Australia's Great Ocean Road | Snapshot | Through My Lens

Friday, April 24, 2015

In 2014 I set out to shoot the entire Australian National MTB Series, without the support of clients, in a bid to gain experience and create contacts for my future work. The first round of the year was the hardest to get to - Eagle MTB Park, just outside of Adelaide - some 1600km from my home in Sydney. I can't say if it was the adventure or the bikes that drew me more, but I made the commitment to take the trip and that was it. I figured a road trip is a road trip, and I had better make the most of it.
On the return leg of the trip I decided to take the iconic drive between Warnambool and the surfing town of Torquay. I still made the trip from Adelaide to Sydney in two days, which made it a fairly tight schedule, however it was a good chance to get some unique photos, and tick something off the bucket list. 

At the time I was freshly inspired to shoot with High Dynamic Range (HDR) - which is the combination of multiple photos, exposed differently to show detail in shadow, without losing definition the brightest parts of the image. I'll explain a little more about that later.

Thunder Cave, one of the lesser known cave formations that make up Victoria's Limestone Coastline
The Great Ocean road can be done easily in a day, at a nice leisurely pace, allowing time to stop at each of the attractions such including Thunder Cave, The [fallen] Arch, London Bridge and of course the 12 Apostles. You could be mistaken for thinking the 12 Apostles were the only attractions to be found on the Great Ocean Road before you arrive, given how popular and advertised they are - but there is far more to be seen; the way the sea and wind shape the coast is pretty amazing.

Being a touristy area there is also plenty of places to stay and experience the coast without driving - from restaurants to scenic helicopter flights there is so much to see and do.
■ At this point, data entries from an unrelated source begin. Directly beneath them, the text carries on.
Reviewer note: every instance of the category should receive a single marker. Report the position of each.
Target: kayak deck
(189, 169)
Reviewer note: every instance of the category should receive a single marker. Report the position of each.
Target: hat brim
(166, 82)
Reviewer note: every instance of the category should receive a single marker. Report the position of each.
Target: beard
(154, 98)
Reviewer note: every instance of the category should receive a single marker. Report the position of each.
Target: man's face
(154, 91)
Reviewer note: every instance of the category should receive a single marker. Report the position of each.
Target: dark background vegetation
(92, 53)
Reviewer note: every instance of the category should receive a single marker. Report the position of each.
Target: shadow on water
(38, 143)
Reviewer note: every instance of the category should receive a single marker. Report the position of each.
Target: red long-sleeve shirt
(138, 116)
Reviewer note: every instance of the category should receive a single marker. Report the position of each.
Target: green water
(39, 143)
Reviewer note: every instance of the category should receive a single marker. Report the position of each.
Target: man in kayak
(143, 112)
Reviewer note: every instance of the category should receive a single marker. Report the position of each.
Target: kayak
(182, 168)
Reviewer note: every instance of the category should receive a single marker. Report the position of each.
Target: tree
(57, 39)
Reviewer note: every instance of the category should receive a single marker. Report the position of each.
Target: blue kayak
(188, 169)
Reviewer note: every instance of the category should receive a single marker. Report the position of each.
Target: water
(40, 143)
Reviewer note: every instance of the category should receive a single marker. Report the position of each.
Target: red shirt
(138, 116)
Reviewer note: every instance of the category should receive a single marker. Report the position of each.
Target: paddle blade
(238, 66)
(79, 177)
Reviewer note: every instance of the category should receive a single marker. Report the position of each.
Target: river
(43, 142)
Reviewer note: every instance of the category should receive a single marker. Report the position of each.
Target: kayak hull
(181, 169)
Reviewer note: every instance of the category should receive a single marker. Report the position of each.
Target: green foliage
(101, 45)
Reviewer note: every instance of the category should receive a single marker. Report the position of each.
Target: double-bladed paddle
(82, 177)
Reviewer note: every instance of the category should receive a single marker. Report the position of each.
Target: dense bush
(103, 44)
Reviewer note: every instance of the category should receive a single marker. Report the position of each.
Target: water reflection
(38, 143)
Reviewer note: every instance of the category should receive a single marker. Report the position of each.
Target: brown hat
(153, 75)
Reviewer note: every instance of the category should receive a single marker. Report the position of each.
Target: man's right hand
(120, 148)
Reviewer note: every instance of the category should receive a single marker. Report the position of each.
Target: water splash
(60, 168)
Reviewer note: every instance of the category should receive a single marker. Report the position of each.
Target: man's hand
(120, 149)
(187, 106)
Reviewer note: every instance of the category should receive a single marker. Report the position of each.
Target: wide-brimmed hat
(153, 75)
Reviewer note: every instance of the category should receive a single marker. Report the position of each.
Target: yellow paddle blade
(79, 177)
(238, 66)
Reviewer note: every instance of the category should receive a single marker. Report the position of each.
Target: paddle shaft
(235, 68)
The Grotto - like a portal to the ocean - I wouldn't like to be down here on a day with rough seas
Of course while on my trip I saw what is left of the 12 Apostles - at the time just 7 were standing, which doesn't seem too unreasonable given that the entire coast erodes under the conditions - it's impressive that these massive pylons of limestone are standing at all.\

As I had just one day (one afternoon, actually) to shoot the Great Ocean Road, I had no choice of conditions or light. An overcast day meant that photographic interest would come not from light, but from composition of the image and representation of the location - by using HDR photography it was possible to highlight the textures in the rock, and save the sky from blowing out to a pure white. Overcast days lend themselves to moody photography, borne in texture and shadow.

HDR: What is it and how do I do it?

High-Dynamic-Range photography involves widening the tonal range (from shadows to highlights) within an image, by combining two or more exposures. I usually take 3 or 5. By doing so, the image can more successfully represent what we see with our own eyes - which is 3-4 times more than what a single exposure can - this is because when we look at a scene we appreciate features one at a time, whereas a camera sensor must capture the whole scene at once.
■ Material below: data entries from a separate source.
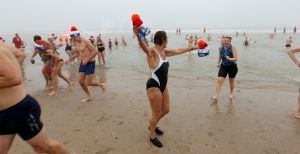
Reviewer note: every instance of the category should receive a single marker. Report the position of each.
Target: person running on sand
(47, 68)
(291, 53)
(246, 42)
(19, 112)
(116, 42)
(227, 65)
(86, 53)
(17, 41)
(157, 90)
(288, 42)
(101, 50)
(123, 41)
(57, 64)
(109, 44)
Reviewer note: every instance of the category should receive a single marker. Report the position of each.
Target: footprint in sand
(210, 134)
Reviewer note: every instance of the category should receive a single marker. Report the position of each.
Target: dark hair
(36, 37)
(228, 37)
(160, 37)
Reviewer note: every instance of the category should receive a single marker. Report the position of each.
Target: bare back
(84, 48)
(153, 59)
(10, 70)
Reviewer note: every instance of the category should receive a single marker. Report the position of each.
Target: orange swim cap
(135, 17)
(40, 42)
(136, 20)
(202, 44)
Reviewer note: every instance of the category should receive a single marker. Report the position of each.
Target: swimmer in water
(246, 42)
(227, 65)
(110, 44)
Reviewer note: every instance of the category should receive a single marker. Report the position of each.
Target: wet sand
(256, 121)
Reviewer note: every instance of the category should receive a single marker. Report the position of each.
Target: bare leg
(42, 144)
(231, 84)
(99, 57)
(5, 143)
(165, 104)
(82, 83)
(54, 80)
(46, 75)
(297, 115)
(155, 98)
(91, 82)
(220, 82)
(61, 75)
(103, 57)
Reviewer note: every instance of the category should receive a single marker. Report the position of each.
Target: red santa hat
(74, 32)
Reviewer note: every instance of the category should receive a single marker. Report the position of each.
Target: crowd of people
(20, 113)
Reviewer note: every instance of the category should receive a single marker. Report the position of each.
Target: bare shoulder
(151, 51)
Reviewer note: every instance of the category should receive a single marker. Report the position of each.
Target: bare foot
(297, 115)
(103, 87)
(52, 93)
(86, 99)
(46, 88)
(215, 99)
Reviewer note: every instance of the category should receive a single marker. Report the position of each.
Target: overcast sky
(95, 15)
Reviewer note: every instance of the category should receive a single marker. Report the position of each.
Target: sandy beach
(258, 120)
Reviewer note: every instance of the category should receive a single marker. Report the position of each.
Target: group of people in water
(20, 113)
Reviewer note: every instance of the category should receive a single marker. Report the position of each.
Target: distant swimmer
(20, 113)
(291, 53)
(2, 40)
(227, 65)
(123, 41)
(209, 37)
(55, 42)
(288, 42)
(18, 42)
(110, 44)
(246, 42)
(195, 40)
(101, 50)
(86, 53)
(190, 40)
(152, 38)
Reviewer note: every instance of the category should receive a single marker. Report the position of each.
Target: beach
(258, 120)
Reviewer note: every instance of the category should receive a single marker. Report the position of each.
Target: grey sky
(94, 15)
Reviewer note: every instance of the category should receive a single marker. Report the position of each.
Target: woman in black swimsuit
(101, 50)
(157, 90)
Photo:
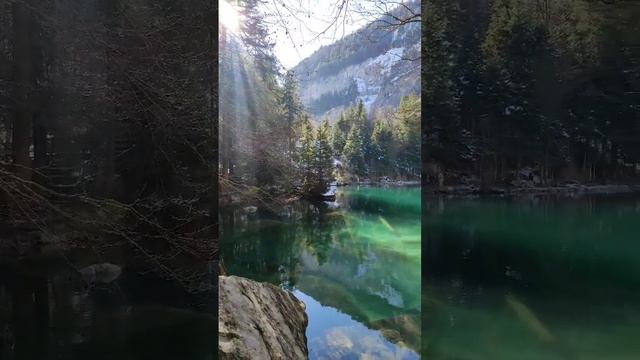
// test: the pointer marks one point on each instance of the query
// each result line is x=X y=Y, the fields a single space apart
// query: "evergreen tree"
x=307 y=155
x=292 y=107
x=408 y=140
x=339 y=136
x=324 y=164
x=353 y=151
x=381 y=148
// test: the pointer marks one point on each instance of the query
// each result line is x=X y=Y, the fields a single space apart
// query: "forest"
x=531 y=92
x=272 y=148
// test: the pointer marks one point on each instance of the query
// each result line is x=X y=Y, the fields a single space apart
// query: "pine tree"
x=381 y=148
x=292 y=107
x=307 y=158
x=324 y=164
x=407 y=135
x=339 y=136
x=353 y=151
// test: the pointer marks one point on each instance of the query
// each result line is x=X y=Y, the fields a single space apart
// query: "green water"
x=355 y=263
x=532 y=278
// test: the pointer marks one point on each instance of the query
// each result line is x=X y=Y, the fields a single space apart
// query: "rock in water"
x=259 y=321
x=100 y=273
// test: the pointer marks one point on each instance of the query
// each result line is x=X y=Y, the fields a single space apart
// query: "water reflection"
x=355 y=263
x=532 y=278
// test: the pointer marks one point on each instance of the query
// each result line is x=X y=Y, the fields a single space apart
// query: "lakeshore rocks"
x=259 y=321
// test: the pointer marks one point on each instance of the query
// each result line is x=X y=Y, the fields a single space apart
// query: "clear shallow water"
x=355 y=264
x=532 y=278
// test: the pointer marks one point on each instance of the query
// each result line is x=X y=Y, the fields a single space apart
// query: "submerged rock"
x=259 y=321
x=100 y=273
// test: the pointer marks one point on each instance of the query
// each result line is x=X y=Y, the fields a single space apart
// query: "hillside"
x=376 y=65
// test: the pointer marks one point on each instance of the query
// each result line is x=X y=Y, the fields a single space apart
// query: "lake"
x=355 y=263
x=532 y=278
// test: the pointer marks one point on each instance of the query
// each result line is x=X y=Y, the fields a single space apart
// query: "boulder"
x=259 y=321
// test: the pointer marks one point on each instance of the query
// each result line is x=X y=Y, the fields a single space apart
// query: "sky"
x=300 y=27
x=305 y=19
This is a pretty complex idea, though HDR essentially means that as a photographer I don't need to compromise on what detail is available in an image, and can produce shots that can reveal more detail, and allow the viewer (you) to experience the scene a little closer to how I did whilst taking it.

The way I shoot HDR is one of the simplest ways to do it, here's a quick guide:

1. Set up the shot as you would for any landscape, keeping in mind there's less need to worry about contrasting light. Take 3 exposures: one properly exposed and two, each 2 full stops lighter or darker than the first image respectively. Many cameras have built in exposure bracketing which does this.

2. For sunsets or when shooting into the sun, take another even darker image to capture the sky nicely - you'd be surprised how much contrast there can be between land and sky, or reflections of the sky.

3. Combine the images using software such as Photomatix. Both Photoshop & Lightroom (CC/LR6) have HDR composite options, though neither are as advanced or powerful as Photomatix. Trey Ratcliff ( has the best [free] HDR tutorials and support info on creating HDR that I've come across.

4. 'Finish' the image in Photoshop / Lightroom. I might come back to the shot several times before I deem it finished, or even start over if I envision a different mood to the shot. HDR photography is highly creative, and can create a really powerful scene - or totally ruin a shot.

There are several other ways to composite lighter and darker images of a scene to create a HDR photograph, using masks in photoshop and 'painting in' desired areas, it's really a question of personal taste and preference.

This is a HDR image of New Zealand's own limestone coastline - a place on the west coast of the South Island called Punakaiki or 'Pancake Rocks' where a group of blowholes make for a very nice walk out on the cliffs.